Commentary by James Quilligan, EDA managing director.
Many people today are wondering, is the world losing democracy altogether? No. Not if we’re willing to take responsibility to restore it. As we contemplate the future of participatory representative democracy in modern society, it’s important to recognize the roots of democratic practice in our past.
People forget that our towns were once more than centers of commerce: they also provided the space for public assemblies.
This wonderful survey by Yavor Tarinski, Public Assemblies in Early Cities, is a powerful reminder of democracy’s roots in community decision-making. It’s much harder to develop public spaces for social liberation in our communities today because our populations are much larger than in the past and our tradition of local decision-making seems to be wearing thin under an onslaught of pressures.
As the First World War ended a century ago, William Butler Yeats wrote:
“Turning and turning in the widening gyre. The falcon cannot hear the falconer; Things fall apart; the centre cannot hold; Mere anarchy is loosed upon the world, The blood-dimmed tide is loosed, and everywhere The ceremony of innocence is drowned; The best lack all conviction, while the worst Are full of passionate intensity.”

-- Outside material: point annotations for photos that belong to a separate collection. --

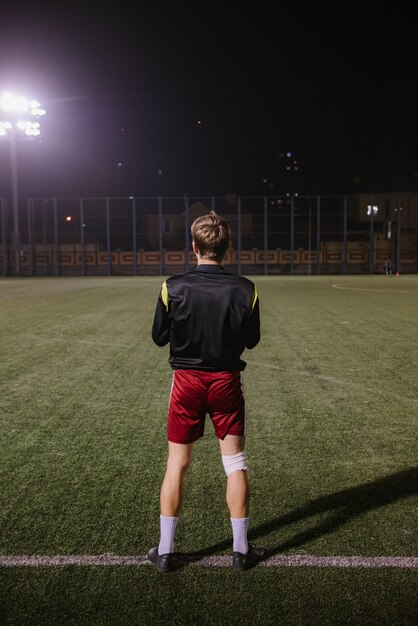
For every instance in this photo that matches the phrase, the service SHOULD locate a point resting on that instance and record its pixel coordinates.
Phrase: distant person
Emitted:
(208, 316)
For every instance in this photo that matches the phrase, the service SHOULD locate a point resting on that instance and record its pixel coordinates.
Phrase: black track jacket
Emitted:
(209, 317)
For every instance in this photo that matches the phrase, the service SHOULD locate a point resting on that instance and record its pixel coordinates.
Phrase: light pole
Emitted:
(17, 110)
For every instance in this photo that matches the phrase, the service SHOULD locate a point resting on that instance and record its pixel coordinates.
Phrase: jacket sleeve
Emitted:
(252, 334)
(161, 325)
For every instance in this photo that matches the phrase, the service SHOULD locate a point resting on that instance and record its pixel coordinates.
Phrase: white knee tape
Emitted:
(234, 462)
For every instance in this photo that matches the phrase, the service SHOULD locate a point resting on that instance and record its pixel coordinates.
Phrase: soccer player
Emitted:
(208, 316)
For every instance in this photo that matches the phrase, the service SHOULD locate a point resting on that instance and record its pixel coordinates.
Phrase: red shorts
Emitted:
(194, 393)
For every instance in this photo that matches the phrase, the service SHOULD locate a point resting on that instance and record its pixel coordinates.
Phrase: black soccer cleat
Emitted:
(242, 561)
(163, 563)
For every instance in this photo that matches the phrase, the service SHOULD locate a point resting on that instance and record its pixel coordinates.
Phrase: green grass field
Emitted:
(332, 407)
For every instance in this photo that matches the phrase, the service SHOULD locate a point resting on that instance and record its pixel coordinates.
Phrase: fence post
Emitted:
(265, 235)
(56, 244)
(82, 244)
(134, 246)
(345, 237)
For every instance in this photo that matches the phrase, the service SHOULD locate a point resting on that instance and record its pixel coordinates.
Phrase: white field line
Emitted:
(345, 562)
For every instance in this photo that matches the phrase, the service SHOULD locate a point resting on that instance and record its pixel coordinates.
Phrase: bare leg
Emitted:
(172, 489)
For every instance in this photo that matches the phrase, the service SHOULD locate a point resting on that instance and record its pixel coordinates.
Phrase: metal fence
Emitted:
(271, 234)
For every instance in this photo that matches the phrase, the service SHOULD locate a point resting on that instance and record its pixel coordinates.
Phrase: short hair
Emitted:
(212, 236)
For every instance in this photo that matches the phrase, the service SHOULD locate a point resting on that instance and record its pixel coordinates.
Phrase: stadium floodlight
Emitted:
(19, 114)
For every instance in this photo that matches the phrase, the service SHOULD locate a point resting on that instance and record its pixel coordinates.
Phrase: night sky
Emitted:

This sums up the fortunes of democracy both then and now. But today there is more at stake and the risk is far greater.
As human civilization undergoes an epochal transformation in its relationship between the supply of nature’s resources and the demand of the world’s people for these resources, something new is needed to resuscitate democracy.
Economics, politics, society and culture must become organic parts of the ecologies in which we live.
The record number of people going to the polls in this election season seems to indicate that democracy still burns brightly in our hearts. It’s entirely possible that social education, advocacy and organization, enhanced by technology, will lead to a new era of public citizenship.
It’s a visionary undertaking to be sure, but it begins now. It begins with us. It begins with economic democracy.